Make sure you have 240 to the unit. Do not test by reading 120 from each leg to ground or neutral. Read across both hot legs and verify the 240.


----------



## bkvanbek (Jul 25, 2010)

It is new construction, wired it myself. I have two 120 legs to the range. How can't I have 240v? How would I check?


----------



## Master of Cold (Aug 7, 2011)

You would have to read across both 120 legs with a volt meter.


----------



## rjniles (Feb 5, 2007)

bkvanbek said:


> It is new construction, wired it myself. I have two 120 legs to the range. How can't I have 240v? How would I check?


If you have 2 hots from the same leg of the panel, you will not get 240. This can happen if you do not use a 2 pole breaker or you use a 2 pole tandem in the wrong position.


----------



## bkvanbek (Jul 25, 2010)

I used a 6-3 w/ground and a 50amp two pole breaker. it is getting 240v.


----------



## hardwareman (Oct 9, 2010)

check to see if you are getting 240 v to the element


----------



## Jacques (Jul 9, 2008)

There's a thermal fuse mounted on the back of oven behind inner panel [2 red wires] that controls L2-test with ohm meter. if open- jump that out and see if oven comes on or codes out. they're real touchy and usually pop in self clean..blower has to work- properly- to keep oven chassis cool enough.....that free connector is for factory test.


----------



## bkvanbek (Jul 25, 2010)

The thermal fuse has power in each wire so it must be closed. I have not found my multi-tester yet. but a current detector beeps only at the thermal fuse, the elements are getting nothing.


----------



## rjniles (Feb 5, 2007)

bkvanbek said:


> The thermal fuse has power in each wire so it must be closed. I have not found my multi-tester yet. but a current detector beeps only at the thermal fuse, the elements are getting nothing.

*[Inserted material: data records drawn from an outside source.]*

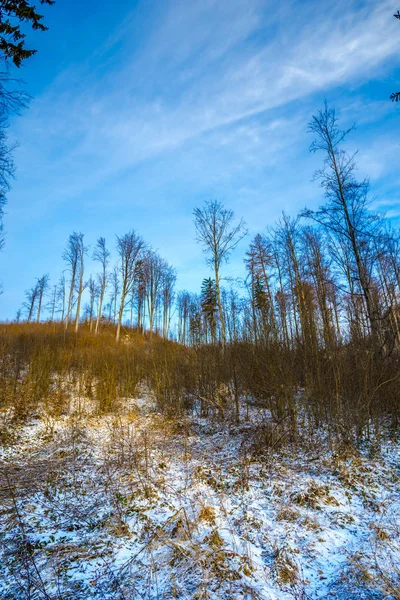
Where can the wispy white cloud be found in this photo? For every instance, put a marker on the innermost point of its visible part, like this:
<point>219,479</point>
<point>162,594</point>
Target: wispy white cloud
<point>202,67</point>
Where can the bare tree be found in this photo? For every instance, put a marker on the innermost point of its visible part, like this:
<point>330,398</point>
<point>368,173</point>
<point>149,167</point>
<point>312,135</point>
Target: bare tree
<point>153,269</point>
<point>81,251</point>
<point>31,296</point>
<point>42,286</point>
<point>129,247</point>
<point>219,236</point>
<point>71,256</point>
<point>345,214</point>
<point>101,255</point>
<point>167,292</point>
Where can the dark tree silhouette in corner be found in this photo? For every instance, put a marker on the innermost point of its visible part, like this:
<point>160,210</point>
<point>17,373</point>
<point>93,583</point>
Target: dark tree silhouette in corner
<point>395,97</point>
<point>12,40</point>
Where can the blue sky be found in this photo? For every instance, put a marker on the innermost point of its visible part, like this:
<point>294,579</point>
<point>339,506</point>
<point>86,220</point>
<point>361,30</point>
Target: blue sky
<point>144,109</point>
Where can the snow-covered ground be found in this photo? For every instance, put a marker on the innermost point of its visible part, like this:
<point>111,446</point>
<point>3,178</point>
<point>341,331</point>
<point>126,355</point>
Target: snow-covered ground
<point>136,506</point>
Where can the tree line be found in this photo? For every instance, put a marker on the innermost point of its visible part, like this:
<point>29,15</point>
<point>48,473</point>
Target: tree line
<point>321,279</point>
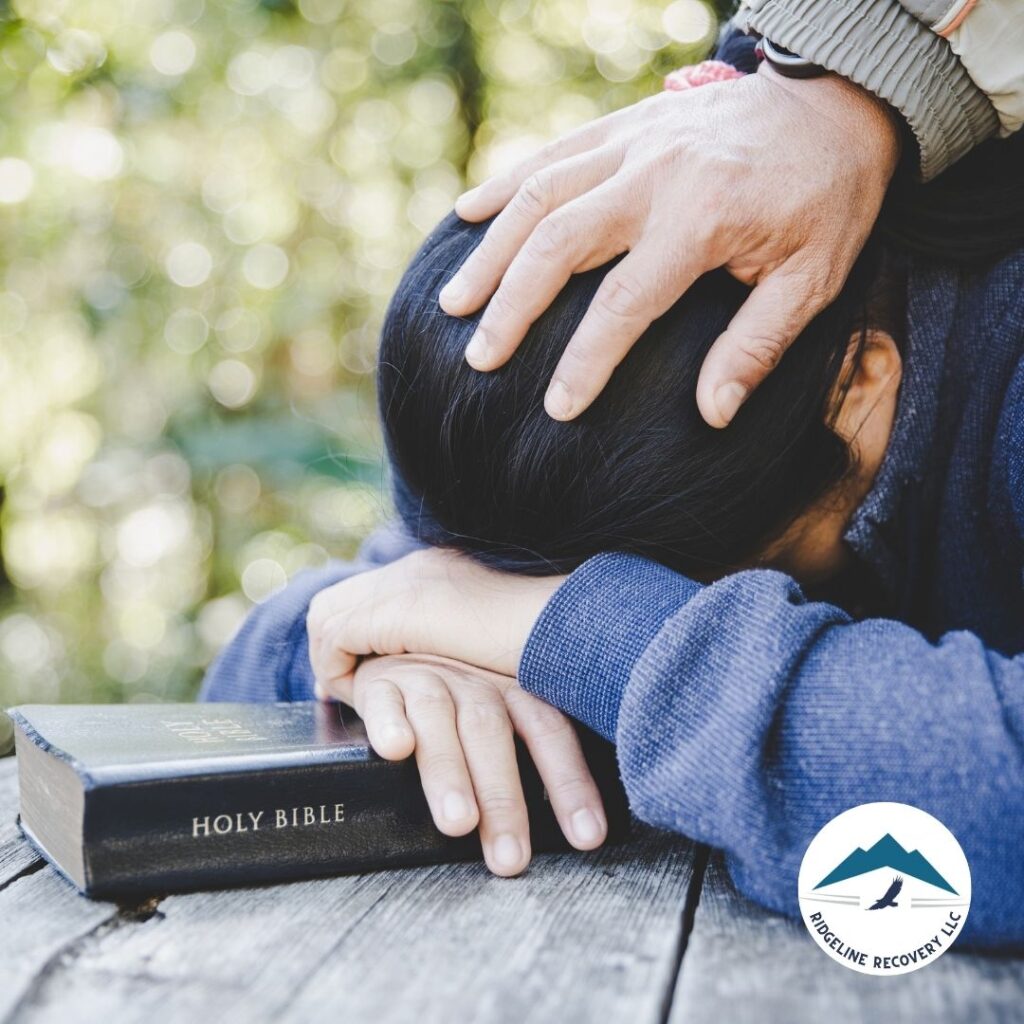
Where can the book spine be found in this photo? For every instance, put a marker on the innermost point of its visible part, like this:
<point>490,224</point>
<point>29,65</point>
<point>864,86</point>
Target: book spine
<point>252,826</point>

Not a valid test. The fuse could be open and you are seeing voltage from both legs, one leg on each side of the fuse. You need that meter, test continuity of the fuse with the power off.


----------



## hardwareman (Oct 9, 2010)

you can not test with current tester. find a multimeter and check fuse with 1 wire unattached. while your back there do the same on the bake element


----------



## bkvanbek (Jul 25, 2010)

I found the multi-tester, not that I am great with it. But I had next to no resistance through the thermal fuse. The main heating element had about 28 ohms and the broiler about 20. I verified I have 244v going between the two legs of the plug.

Thank you very much for the help, any other ideas?


----------



## Jacques (Jul 9, 2008)

If you have 120vac to control at P4-1 n 2 and other side of line 120vac to R at control. in bake you should have 240vac at P5-3 to R. if not=bad control...


----------



## bkvanbek (Jul 25, 2010)

if I did this right, please feel free to "dumb down" explainations for me. I have 120vac to p4-1 and p4-2. I have 120vac before and after the thermal fuse and to R on the top of a relay (T9AS1D22-24), but not the other side of the relay.

Can I pull the wires of the relay to bypass it, to test it?


----------



## bkvanbek (Jul 25, 2010)

I called an appliance repairman, he came out and confirmed my suspicion that it was the main control board, $200. He put one on will-call at his supplier and I went and got it, paid $190 with the exchange of the old one. Came home plugged it in...And the oven still doesn't work, I get no voltage from the one side of the relay!

Now what?


----------



## rjniles (Feb 5, 2007)

Time to call the repairman back. I would have let him install the board and be responsible for it.


----------



## hardwareman (Oct 9, 2010)

why would you call a repairman,pay a service charge and not let him finish the job?


----------